Gadis yang tersungkur itu berdiri kemudian mendorong tubuh Alleysa.


"Jangan ikut campur urusan gue" ucapnya kasar.

__ADS_1


"Gue nggak akan ikut campur jika Lo nggak semena-mena kayak gini, Lo pikir sekolah ini punya Lo sampe seenaknya Lo ngebully dia kayak gini" ucap Alleysa tanpa rasa takut meskipun gadis itu memegang serpihan kaca.


"Jangan ikut campur Lo dasar *****" ucap gadis yang bernamtag Chika Arrabella.


"Nggak liat Lo yang ***** pakek baju kurang bahan kayak gini!" Teriak Alleysa murka.


"Lo" ucap gadis yang memegang serpihan kaca, mendorong tubuh Alleysa mendekat ke arah wastafel.


"Kalo gitu Lo aja yang jadi ganti dia" ucap Hanin menjambak rambut cokelat Alleysa.


Alleysa tak tinggal diam ia juga membalas jambakan gadis itu balik.


"Mati Lo tukang ikut campur" teriaknya murka.


"Dasar orang sinting".


"*******".


Gadis berkacamata itu menagis di pojokan memeluk tubuhnya ketakutan ia ingin menolong Alleysa yang serbu dua kakak kelasnya. Namun ia terlalu takut.


Bukk


Alleysa mendorong gadis bernama Hanin itu hingga ia terjatuh tepat di serpihan kaca di lantai.

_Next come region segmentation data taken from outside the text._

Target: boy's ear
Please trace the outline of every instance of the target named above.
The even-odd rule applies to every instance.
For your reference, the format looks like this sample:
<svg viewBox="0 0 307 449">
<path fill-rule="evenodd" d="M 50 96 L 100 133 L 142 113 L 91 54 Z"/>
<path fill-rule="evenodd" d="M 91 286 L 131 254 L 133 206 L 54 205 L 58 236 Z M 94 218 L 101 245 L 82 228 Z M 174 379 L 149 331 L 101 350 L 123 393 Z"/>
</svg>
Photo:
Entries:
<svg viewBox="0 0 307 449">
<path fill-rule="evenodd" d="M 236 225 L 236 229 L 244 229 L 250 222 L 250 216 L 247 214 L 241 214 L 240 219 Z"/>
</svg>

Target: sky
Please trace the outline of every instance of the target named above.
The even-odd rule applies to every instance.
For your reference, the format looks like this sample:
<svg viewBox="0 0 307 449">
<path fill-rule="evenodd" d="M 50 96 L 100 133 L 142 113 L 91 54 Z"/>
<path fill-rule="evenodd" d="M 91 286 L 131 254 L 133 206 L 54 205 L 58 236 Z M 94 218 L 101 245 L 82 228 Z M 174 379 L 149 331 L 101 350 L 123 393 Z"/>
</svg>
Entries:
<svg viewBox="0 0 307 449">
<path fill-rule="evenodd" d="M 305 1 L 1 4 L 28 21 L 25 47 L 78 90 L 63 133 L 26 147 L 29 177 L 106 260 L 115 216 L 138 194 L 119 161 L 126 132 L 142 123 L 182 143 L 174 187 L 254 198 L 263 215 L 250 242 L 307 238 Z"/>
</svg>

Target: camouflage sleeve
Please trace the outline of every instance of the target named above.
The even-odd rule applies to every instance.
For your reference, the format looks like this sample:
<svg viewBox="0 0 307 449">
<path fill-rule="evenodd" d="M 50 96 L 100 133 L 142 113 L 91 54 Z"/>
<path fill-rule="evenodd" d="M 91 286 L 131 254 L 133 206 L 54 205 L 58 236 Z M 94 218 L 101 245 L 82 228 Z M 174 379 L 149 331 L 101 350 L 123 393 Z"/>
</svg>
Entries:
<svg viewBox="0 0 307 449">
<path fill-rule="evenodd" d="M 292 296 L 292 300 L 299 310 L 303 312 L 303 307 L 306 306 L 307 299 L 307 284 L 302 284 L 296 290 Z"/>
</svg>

"KALIAN APA-APAAN" bentak Sean ketika melihat kekacauan di toilet wanita itu.


"Alleysa!" Ucapnya tak percaya ketika orang yang terlibat dalam keributan itu adalah tunangannya.


"Sayang sakit" ucap Hanin melas ketika melihat Sean masuk kedalam toilet itu.


Sean menoleh melihat Hanin dengan lutut putihnya mengeluarkan darah.


Sean menghampiri Hanin dengan paniknya membantu gadis itu berdiri.


"Lo apaain Hanin lley?" Tanyanya dengan nada sarkasik.


"Coba tanya sama cewek Lo apa yang udah dia lakuin sebelum nanya ke gue" ucapnya kemudian berjalan mendekati gadis berkacamata yang menunduk dengan keadaan kacau. Menarik tangan gadis itu keluar dari toilet yang di penuh di kerumunan murid.


"Alleysa?" Tanya Hendrik ketika melihat gadis blasteran itu keluar dengan menggandeng tangan gadis yang tubuhnya sangat acak-acakan.


"Emangnya mereka kenapa?" Tanya Hendrik sambil meminum popice cokelat kepada seorang gadis yang berada di kerumunan.


"Itu kak, kak Hanin katanya ngelabrak cewek culun yang pakek kaca mata kalo nggak salah sih cewek itu deketin kak Sean pas lomba di Belgia" ucap gadis itu dengan gugup.


"Oh" ucap Hendrik singkat kemudian berjalan menjauhi toilet wanita pergi ke basecamp mereka di sekolah.